It is of paramount importance to improve the control over large area growth of high quality molybdenum disulfide (MoS2) and other types of 2D dichalcogenides. Such atomically thin materials have great potential for use in electronics, and are thought to make possible the first real applications of spintronics. Here in, a facile and reproducible method of producing wafer scale atomically thin MoS2 layers has been developed using the incorporation of a chelating agent in a common organic solvent, dimethyl sulfoxide (DMSO). Previously, solution processing of a MoS2 precursor, ammonium tetrathiomolybdate ((NH4)2MoS4), and subsequent thermolysis was used to produce large area MoS2 layers. Our work here shows that the use of ethylenediaminetetraacetic acid (EDTA) in DMSO exerts superior control over wafer coverage and film thickness, and the results demonstrate that the chelating action and dispersing effect of EDTA is critical in growing uniform films.
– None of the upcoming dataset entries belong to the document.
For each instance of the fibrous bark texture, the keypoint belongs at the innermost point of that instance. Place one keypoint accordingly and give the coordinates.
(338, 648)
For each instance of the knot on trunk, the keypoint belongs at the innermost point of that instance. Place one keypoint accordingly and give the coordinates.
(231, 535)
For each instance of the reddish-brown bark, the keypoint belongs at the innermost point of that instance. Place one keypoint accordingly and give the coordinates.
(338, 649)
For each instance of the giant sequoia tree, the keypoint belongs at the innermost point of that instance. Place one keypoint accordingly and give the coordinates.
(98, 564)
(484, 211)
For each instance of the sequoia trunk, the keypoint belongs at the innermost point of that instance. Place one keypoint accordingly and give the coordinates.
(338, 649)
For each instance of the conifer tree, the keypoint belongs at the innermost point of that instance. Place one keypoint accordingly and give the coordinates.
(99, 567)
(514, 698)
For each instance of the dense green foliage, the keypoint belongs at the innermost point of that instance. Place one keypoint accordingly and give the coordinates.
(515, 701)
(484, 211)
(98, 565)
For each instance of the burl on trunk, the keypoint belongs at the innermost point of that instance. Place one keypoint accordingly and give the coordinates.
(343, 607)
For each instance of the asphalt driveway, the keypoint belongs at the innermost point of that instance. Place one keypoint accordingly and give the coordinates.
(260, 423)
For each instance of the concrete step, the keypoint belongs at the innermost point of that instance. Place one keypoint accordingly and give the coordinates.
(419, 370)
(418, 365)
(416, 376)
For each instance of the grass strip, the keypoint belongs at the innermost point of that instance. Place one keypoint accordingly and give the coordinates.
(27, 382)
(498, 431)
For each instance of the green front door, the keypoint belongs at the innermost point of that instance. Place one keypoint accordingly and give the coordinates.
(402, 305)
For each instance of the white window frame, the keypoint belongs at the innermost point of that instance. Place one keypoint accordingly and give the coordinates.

Raman spectroscopy, photoluminescence (PL), x-ray photoelectron spectroscopy (XPS), Fourier transform infrared spectroscopy (FTIR), atomic force microscopy (AFM) and high-resolution scanning transmission electron microscopy (HR-STEM) indicate the formation of homogenous few layer MoS2 films at the wafer scale, resulting from the novel chelant-in-solution method.

Original languageEnglish (US)
Article number6419
JournalScientific reports
Issue number1
StatePublished - Dec 1 2017

Bibliographical note

Funding Information:
Financial support for this work was provided by the STARnet center, C-SPIN (Center for Spintronic Materials, Interfaces, and Novel Architectures), through the SRC (Semiconductor Research Corporation) sponsored by the MARCO (Microelectronics Advanced Research Corporation) and the DARPA (Defense Advanced Research Projects Agency). XPS (X-ray photoelectron spectroscopy) data were acquired with equipment funded by the NSF (National Science Foundation) under the Major Research Instrumentation Program (NSF grant no. DMR- 0958796). STEM (Scanning Transmission Electron Microscopy) analysis was carried out in the Characterization Facility of the University of Minnesota, which receives partial support from NSF through the MRSEC program (NSF grant no. DMR-0819885).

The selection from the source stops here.